Virginia News Coverage Ignores Reality As GOP Pushes For Tighter Voter ID

As Republican lawmakers in Virginia moved to further tighten the state's voter ID requirements, the state's two largest newspapers abandoned the larger factual context of the debate by failing to report the scarcity of voter fraud and the state's history of voter disenfranchisement.

The Richmond Times-Dispatch and Norfolk's Virginian-Pilot reported that both a Virginia House of Delegates subcommittee and the Senate Privileges and Election Committee approved separate bills that would further tighten Virginia's voter ID requirements. The newspapers each employed a he-said/she-said presentation of the debate and failed to inform readers of the fact that in-person voter fraud -- the kind of fraud ID laws are supposedly meant to mitigate -- is extremely rare.

From the Times-Dispatch, which characterized the arguments for and against the proposed photo identification election bill in shallow back-and-forth fashion: 

Sen. Mark D. Obenshain, R-Harrisonburg, the sponsor of Senate Bill 1256, has said it would help ensure integrity in elections and deter voter fraud, while critics said it would further disenfranchise poor, elderly and minority voters.

[...]

Democrats, voting groups and civil rights organizations accuse Republicans of attempting to suppress the vote.

Meanwhile, the Virginian-Pilot balanced a pro-voter ID anecdote from a House panel witness who found “that someone else had voted under her name in 2008” against “a variety of other speakers -- representing groups from the League of Women Voters to the NAACP,” who opposed the ID requirement “as costly and unnecessary, saying it would disenfranchise minority, elderly and low-income Virginians.” 

The Times-Dispatch and the Virginian-Pilot ignored objective realities about the kind of “voter fraud” Sen. Obenshain claimed to be fighting. According to NYU's Brennan Center for Justice, in-person voter fraud is “more rare than getting struck by lightning.” Investigations by The New York TimesNews21 and Demos have all found little or no evidence of in-person voter fraud, and there are no credible claims that voter fraud swayed the outcomes of any major election in 2012.

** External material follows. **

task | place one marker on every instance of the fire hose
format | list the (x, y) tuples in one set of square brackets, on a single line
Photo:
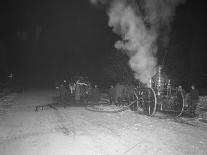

The editorial board of the Times-Dispatch acknowledged the scarcity of voter fraud in an editorial on January 17, describing voter impersonation as “virtually nonexistent” and noting that “the evidence of need for [tightened voter-ID requirements] is almost as scant as the evidence of Bigfoot.” Yet this fact remained absent from the newspaper's January 30 news coverage of the voter ID debate.

Furthermore, both newspapers missed an opportunity to inform readers about Virginia's history of race-based voter disenfranchisement -- a history that remains procedurally relevant thanks to the Voting Rights Act, which (via Section 5 of the Act) requires states like Virginia to receive approval from the U.S. Department of Justice or a federal court before they may finalize changes to their electoral system.

Virginia media followed in the footsteps of the Associated Press, which failed to note the importance of the VRA in a similar story about a Republican voter ID push in North Carolina earlier this month. While the Virginian-Pilot acknowledged the existence of the VRA in the lawmaking process, it failed to explain the state's history of voter disenfranchisement, which is why the VRA Section 5 applies to Virginia. The Times-Dispatch failed to mention the Act at all.